Le transporteur Sernam, menacé de faillite après des années de pertes, va demander mardi au tribunal de commerce de Nanterre à être placé en redressement judiciaire, dans l'espoir de retrouver un repreneur capable de le remettre sur les rails.

"Ce matin (lundi), lors d'un comité d'entreprise extraordinaire, la direction de l'entreprise a informé les représentants du personnel que le groupe Sernam allait se placer sous la protection d'une procédure collective", indique Sernam dans un communiqué.
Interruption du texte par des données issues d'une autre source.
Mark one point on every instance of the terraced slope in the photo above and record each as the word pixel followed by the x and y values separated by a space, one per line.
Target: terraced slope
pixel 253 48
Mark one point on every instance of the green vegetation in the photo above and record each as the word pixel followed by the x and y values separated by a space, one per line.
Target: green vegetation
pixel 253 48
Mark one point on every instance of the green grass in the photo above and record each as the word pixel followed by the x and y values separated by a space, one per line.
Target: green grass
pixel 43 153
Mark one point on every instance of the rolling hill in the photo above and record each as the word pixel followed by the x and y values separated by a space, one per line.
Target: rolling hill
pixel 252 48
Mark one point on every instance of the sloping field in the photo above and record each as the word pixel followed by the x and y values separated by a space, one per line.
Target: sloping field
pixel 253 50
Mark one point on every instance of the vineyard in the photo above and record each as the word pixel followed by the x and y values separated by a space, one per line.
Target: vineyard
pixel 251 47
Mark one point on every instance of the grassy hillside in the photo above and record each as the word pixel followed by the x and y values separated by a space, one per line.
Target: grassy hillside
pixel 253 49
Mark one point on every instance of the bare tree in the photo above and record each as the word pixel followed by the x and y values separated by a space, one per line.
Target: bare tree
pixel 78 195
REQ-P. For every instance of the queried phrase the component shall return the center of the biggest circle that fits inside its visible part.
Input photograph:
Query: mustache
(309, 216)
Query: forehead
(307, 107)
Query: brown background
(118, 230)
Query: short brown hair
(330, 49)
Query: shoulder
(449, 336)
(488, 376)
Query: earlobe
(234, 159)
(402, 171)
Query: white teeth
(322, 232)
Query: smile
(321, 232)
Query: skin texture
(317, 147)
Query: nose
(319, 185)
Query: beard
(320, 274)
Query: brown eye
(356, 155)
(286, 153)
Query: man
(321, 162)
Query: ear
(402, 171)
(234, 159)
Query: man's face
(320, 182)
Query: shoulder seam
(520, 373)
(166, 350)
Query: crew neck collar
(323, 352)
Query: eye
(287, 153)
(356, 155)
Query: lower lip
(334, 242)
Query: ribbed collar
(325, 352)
Selon le groupe, qui emploie 1.600 salariés, cette procédure déclenchée "à sa demande" a pour objectif de "permettre à l'entreprise de poursuivre son activité dans un cadre juridique sécurisé, tout en facilitant l'aboutissement du projet d'adossement industriel annoncé en novembre dernier".

Une audience doit se tenir mardi matin au tribunal de commerce de Nanterre, précise Sernam qui annonce qu'une "nouvelle communication sera faite à l'issue de l'audience".

Les fédérations de transports FO et CGT et la CFDT du transporteur ont affirmé vendredi que l'entreprise allait être déclarée en cessation de paiement, puis placée en redressement judiciaire en début de semaine.

En grande difficulté financière depuis plusieurs années, Sernam, ancienne filiale de la SNCF, a enregistré une perte de 15 millions d'euros en 2010 pour un chiffre d'affaires de près de 300 millions d'euros. L'exercice précédent s'était soldé par un déficit d'exploitation de 20,1 millions d'euros pour un volume de ventes de 329 millions d'euros.